While appearing for Los Angeles in 125 games this year, Carroll is hitting .290, with 15 doubles, 22 RBI, and 48 runs scored. His glove has also been solid, as he committed only four errors in 274 total chances, which calculates to a .985 fielding percentage.
In whatever role the team needs him to play, Jamey Carroll will certainly be a key contributor to the Los Angeles Dodgers in 2011.
The Return of Vin Scully
Vin Scully is the face of the Los Angeles Dodgers' franchise, and will continue to be for at least one more season.

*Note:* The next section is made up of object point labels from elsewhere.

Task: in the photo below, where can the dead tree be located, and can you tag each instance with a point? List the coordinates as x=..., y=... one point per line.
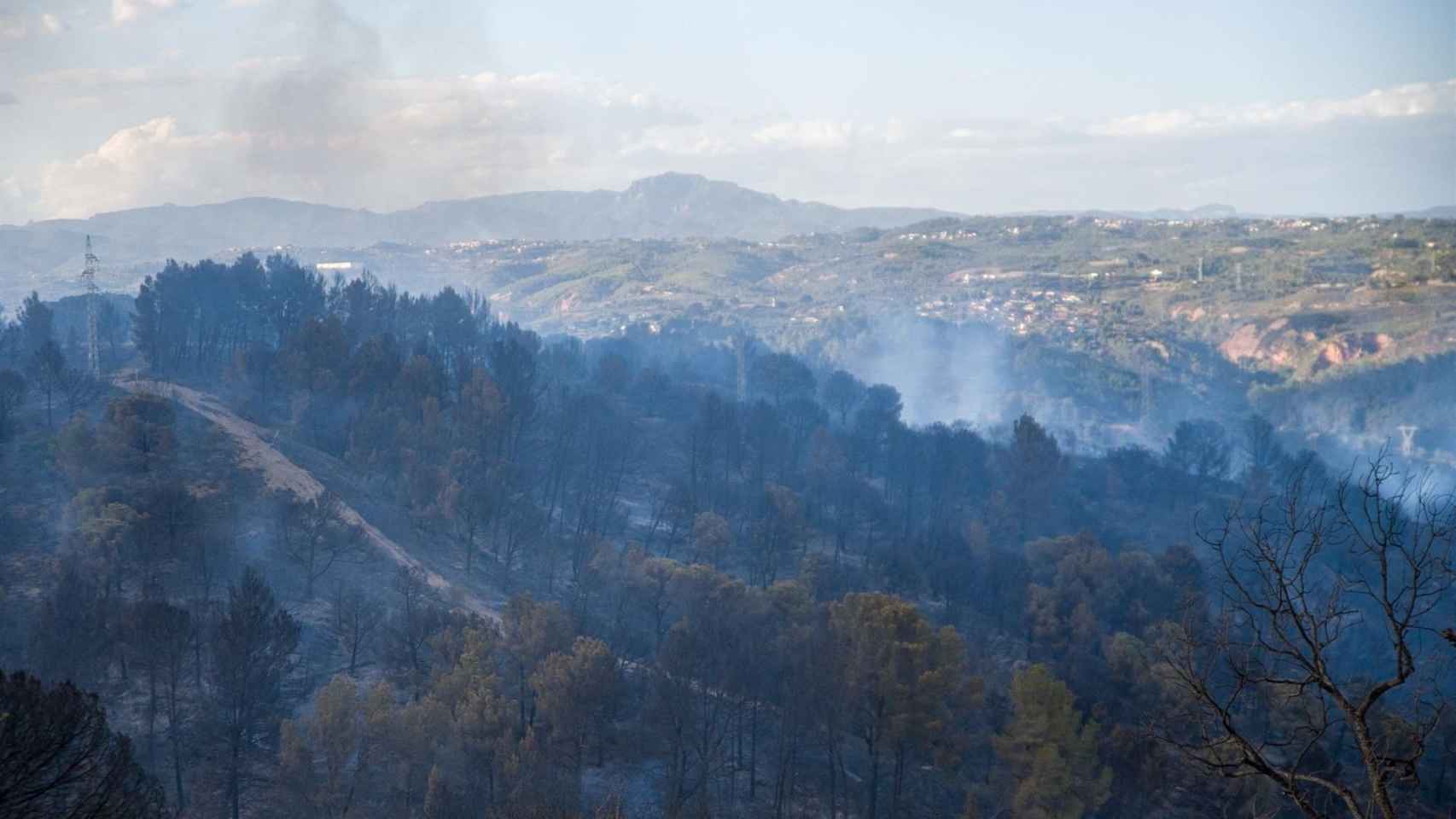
x=1317, y=668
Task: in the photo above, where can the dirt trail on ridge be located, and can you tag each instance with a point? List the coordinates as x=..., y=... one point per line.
x=255, y=453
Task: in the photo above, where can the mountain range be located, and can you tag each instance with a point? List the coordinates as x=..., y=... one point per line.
x=672, y=206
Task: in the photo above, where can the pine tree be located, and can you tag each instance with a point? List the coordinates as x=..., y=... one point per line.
x=1050, y=754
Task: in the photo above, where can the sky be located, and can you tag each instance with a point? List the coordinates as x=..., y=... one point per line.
x=1293, y=107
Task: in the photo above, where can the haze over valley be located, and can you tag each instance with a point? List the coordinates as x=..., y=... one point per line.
x=457, y=410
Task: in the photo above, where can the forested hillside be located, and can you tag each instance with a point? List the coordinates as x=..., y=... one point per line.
x=322, y=547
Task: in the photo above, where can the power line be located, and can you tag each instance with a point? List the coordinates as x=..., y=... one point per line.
x=92, y=342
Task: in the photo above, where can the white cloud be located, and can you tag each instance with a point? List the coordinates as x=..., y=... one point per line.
x=130, y=10
x=1417, y=99
x=814, y=134
x=136, y=165
x=326, y=133
x=14, y=26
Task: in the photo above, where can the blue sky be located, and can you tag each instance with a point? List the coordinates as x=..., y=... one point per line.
x=975, y=107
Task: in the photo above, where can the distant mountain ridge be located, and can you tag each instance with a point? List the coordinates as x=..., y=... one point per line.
x=672, y=206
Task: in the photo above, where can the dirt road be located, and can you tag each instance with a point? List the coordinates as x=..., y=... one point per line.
x=255, y=453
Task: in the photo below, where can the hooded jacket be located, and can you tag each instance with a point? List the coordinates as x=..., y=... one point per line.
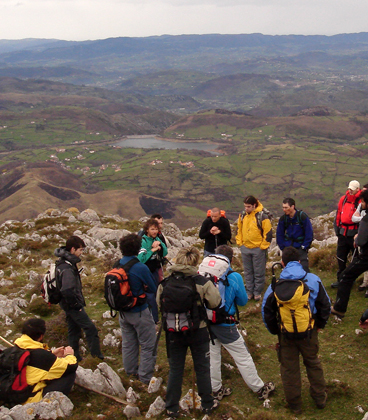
x=347, y=206
x=152, y=259
x=44, y=366
x=208, y=292
x=70, y=281
x=249, y=233
x=319, y=301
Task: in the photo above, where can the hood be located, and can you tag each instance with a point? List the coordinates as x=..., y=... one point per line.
x=63, y=253
x=293, y=271
x=26, y=342
x=188, y=270
x=352, y=198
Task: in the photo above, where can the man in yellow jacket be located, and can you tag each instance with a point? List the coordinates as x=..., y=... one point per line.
x=254, y=237
x=46, y=371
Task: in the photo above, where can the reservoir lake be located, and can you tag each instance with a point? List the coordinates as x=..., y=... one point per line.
x=151, y=142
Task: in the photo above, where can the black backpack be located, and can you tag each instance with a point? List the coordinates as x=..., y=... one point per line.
x=181, y=305
x=118, y=293
x=14, y=388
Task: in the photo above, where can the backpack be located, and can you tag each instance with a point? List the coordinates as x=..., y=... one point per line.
x=50, y=288
x=216, y=268
x=292, y=297
x=14, y=388
x=118, y=293
x=300, y=217
x=181, y=305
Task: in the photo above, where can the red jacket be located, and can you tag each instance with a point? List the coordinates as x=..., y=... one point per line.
x=345, y=210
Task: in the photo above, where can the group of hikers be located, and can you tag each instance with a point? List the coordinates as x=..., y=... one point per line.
x=199, y=303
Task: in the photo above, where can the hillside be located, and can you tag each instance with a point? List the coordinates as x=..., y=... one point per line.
x=26, y=251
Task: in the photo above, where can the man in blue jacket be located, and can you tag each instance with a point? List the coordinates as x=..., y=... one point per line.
x=227, y=335
x=295, y=229
x=137, y=324
x=289, y=349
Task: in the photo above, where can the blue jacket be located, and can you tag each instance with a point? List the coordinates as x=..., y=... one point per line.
x=139, y=277
x=234, y=293
x=318, y=299
x=298, y=232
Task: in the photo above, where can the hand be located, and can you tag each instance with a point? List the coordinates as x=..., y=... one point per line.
x=59, y=352
x=68, y=351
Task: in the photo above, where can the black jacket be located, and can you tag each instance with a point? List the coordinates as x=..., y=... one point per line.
x=70, y=281
x=213, y=241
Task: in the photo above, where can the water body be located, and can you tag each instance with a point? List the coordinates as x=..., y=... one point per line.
x=150, y=142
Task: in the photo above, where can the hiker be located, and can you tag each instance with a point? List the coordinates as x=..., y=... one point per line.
x=47, y=370
x=72, y=300
x=254, y=238
x=160, y=235
x=295, y=229
x=137, y=324
x=345, y=228
x=152, y=253
x=356, y=218
x=215, y=230
x=358, y=266
x=194, y=333
x=227, y=335
x=313, y=305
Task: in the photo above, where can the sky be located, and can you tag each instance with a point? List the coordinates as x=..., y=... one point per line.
x=79, y=20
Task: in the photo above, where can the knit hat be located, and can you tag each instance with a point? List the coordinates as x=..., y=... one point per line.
x=354, y=185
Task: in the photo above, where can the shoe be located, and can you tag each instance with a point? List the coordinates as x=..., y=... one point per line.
x=266, y=390
x=337, y=313
x=215, y=405
x=222, y=392
x=322, y=405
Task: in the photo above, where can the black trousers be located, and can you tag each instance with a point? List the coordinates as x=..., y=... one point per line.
x=357, y=267
x=345, y=244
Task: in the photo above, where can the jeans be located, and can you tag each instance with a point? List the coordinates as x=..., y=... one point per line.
x=138, y=331
x=77, y=321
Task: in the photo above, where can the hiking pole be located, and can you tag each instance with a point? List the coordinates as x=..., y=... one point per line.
x=6, y=341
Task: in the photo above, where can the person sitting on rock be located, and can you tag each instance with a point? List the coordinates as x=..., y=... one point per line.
x=47, y=370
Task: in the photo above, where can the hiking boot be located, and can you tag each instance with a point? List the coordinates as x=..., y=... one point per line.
x=266, y=390
x=337, y=313
x=322, y=405
x=215, y=405
x=221, y=393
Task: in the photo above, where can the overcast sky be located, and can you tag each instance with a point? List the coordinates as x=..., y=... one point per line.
x=99, y=19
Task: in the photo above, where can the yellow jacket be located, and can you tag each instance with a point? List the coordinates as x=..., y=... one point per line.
x=249, y=233
x=44, y=365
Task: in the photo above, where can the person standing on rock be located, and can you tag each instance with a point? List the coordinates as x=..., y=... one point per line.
x=215, y=231
x=152, y=253
x=295, y=229
x=345, y=228
x=72, y=300
x=137, y=324
x=254, y=238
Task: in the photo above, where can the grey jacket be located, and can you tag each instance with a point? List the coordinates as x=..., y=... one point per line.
x=70, y=281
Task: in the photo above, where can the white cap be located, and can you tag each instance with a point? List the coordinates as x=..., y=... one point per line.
x=354, y=185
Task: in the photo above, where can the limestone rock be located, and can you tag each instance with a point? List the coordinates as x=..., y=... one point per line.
x=131, y=411
x=156, y=408
x=103, y=379
x=52, y=406
x=88, y=216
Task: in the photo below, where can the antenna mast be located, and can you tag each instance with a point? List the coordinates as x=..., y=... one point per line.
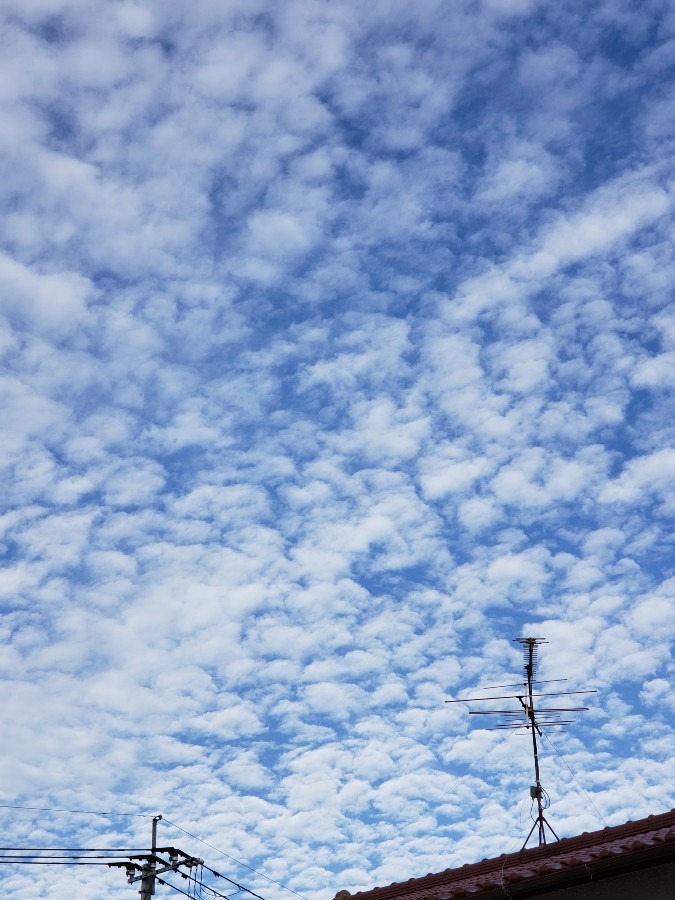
x=535, y=720
x=537, y=792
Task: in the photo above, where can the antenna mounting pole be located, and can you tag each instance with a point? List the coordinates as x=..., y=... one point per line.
x=537, y=793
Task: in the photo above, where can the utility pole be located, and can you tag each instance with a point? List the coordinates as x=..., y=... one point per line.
x=153, y=864
x=150, y=868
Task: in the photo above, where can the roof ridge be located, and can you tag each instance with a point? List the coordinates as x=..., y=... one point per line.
x=650, y=825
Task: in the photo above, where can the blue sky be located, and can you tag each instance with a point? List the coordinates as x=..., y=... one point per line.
x=337, y=352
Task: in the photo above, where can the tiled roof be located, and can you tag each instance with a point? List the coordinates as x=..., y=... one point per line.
x=592, y=854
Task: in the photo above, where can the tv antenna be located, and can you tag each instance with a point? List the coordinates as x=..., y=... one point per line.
x=533, y=719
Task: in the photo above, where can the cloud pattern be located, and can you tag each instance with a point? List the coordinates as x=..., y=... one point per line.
x=337, y=351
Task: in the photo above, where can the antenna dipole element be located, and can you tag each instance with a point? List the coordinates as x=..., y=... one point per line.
x=530, y=652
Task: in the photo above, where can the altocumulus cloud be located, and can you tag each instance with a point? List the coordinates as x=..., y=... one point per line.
x=336, y=352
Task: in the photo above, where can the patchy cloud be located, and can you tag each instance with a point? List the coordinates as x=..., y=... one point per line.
x=337, y=351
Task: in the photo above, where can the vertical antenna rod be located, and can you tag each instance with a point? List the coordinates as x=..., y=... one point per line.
x=535, y=720
x=536, y=791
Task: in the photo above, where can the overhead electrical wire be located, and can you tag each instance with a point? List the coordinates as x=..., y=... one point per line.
x=80, y=812
x=238, y=861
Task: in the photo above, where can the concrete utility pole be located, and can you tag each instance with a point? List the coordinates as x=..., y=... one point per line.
x=150, y=868
x=147, y=872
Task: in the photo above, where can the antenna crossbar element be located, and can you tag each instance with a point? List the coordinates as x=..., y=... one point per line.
x=533, y=719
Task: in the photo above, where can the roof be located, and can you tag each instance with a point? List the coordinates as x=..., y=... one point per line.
x=596, y=854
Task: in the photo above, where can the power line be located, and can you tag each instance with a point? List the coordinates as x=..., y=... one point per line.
x=81, y=812
x=239, y=862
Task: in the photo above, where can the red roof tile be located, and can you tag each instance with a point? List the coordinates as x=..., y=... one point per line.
x=634, y=844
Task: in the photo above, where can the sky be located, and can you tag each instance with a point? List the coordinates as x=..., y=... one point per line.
x=338, y=352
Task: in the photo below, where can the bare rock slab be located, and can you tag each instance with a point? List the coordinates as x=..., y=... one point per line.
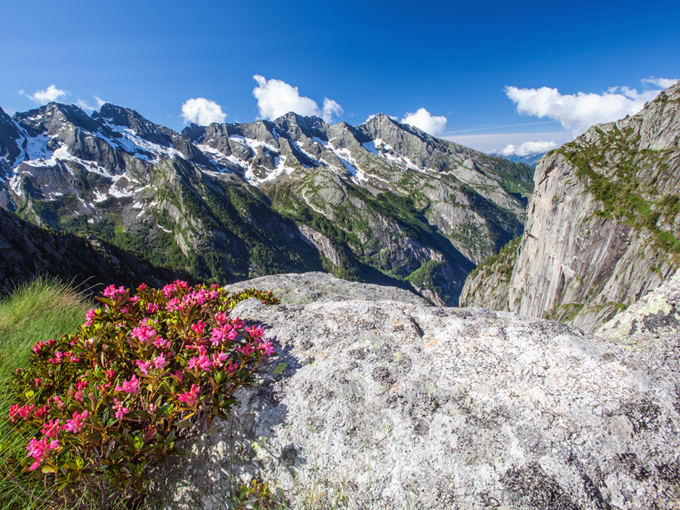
x=388, y=404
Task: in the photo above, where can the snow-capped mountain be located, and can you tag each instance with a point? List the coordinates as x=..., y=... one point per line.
x=380, y=202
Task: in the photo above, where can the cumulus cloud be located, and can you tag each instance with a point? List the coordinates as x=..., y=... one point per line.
x=330, y=109
x=577, y=112
x=202, y=111
x=87, y=106
x=424, y=120
x=48, y=95
x=528, y=148
x=276, y=98
x=664, y=83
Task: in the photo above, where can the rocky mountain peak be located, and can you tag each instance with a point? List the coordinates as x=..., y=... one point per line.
x=10, y=149
x=140, y=126
x=52, y=117
x=297, y=125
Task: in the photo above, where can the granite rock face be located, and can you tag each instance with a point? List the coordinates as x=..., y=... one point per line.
x=380, y=203
x=391, y=404
x=603, y=225
x=305, y=288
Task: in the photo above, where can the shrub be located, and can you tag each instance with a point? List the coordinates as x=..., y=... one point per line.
x=101, y=405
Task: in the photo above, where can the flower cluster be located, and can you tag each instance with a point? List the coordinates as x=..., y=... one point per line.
x=109, y=399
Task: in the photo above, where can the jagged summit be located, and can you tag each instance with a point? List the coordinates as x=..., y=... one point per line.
x=603, y=228
x=381, y=202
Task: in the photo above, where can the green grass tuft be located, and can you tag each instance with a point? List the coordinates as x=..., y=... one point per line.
x=39, y=310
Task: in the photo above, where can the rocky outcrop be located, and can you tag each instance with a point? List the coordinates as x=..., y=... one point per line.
x=391, y=404
x=305, y=288
x=227, y=202
x=655, y=315
x=603, y=226
x=488, y=285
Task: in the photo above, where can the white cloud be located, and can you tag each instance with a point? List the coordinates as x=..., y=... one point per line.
x=664, y=83
x=577, y=112
x=48, y=95
x=86, y=106
x=528, y=148
x=424, y=120
x=494, y=142
x=330, y=109
x=202, y=111
x=276, y=98
x=393, y=117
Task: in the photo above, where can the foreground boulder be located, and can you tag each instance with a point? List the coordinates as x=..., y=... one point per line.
x=389, y=404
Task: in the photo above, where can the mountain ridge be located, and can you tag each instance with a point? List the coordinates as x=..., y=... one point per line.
x=602, y=228
x=382, y=202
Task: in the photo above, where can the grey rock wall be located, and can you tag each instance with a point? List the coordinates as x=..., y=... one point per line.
x=389, y=404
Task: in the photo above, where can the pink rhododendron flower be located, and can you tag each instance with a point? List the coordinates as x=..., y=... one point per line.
x=121, y=410
x=169, y=289
x=58, y=401
x=159, y=361
x=51, y=428
x=77, y=423
x=190, y=397
x=219, y=359
x=129, y=386
x=255, y=332
x=230, y=367
x=173, y=305
x=202, y=362
x=112, y=292
x=143, y=366
x=58, y=358
x=89, y=316
x=20, y=411
x=198, y=327
x=246, y=350
x=161, y=343
x=143, y=333
x=267, y=347
x=222, y=333
x=40, y=449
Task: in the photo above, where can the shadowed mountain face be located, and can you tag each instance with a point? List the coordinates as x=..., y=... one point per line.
x=383, y=202
x=603, y=226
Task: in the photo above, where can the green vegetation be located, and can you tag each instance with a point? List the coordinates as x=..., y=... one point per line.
x=39, y=310
x=99, y=406
x=627, y=185
x=502, y=262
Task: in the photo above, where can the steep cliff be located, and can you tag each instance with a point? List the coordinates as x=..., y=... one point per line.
x=27, y=251
x=603, y=226
x=382, y=202
x=377, y=401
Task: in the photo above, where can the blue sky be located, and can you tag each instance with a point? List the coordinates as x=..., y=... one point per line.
x=453, y=59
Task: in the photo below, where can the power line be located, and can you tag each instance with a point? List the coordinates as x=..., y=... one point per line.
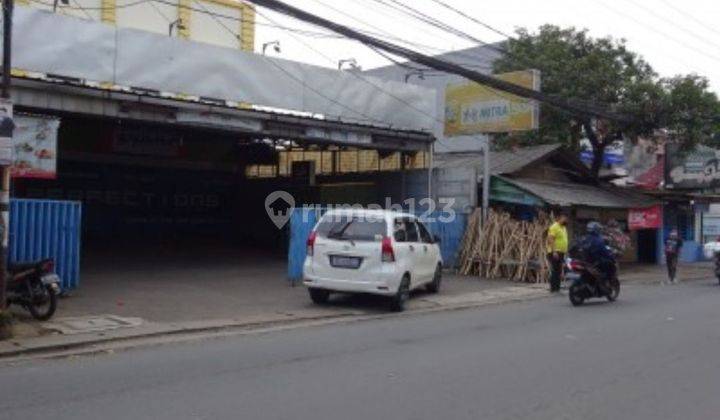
x=661, y=33
x=559, y=102
x=673, y=23
x=418, y=15
x=299, y=80
x=313, y=34
x=691, y=17
x=471, y=18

During the days leading up to Scully's decision, most folks around Dodgertown were at a loss for words when faced with the possibility of watching a game on television without hearing, "It's time for Dodger baseball."
2011 will be Vin's 62nd year in the booth, and he has seen it all—everything from the mastery and brilliance of the great Sandy Koufax to the insanity of Kirk Gibson's game-winning home run in the 1988 World Series.
Dodgers fans won't digest what Vin Scully really means to the franchise until he does indeed retire, but at least for the time being, his graceful, reassuring voice will provide a sense of security while the Dodgers trudge through a rocky off-season and look forward to brighter days ahead.
Just imagine the tribute that Vin will receive when he finally does walk away from the broadcast booth.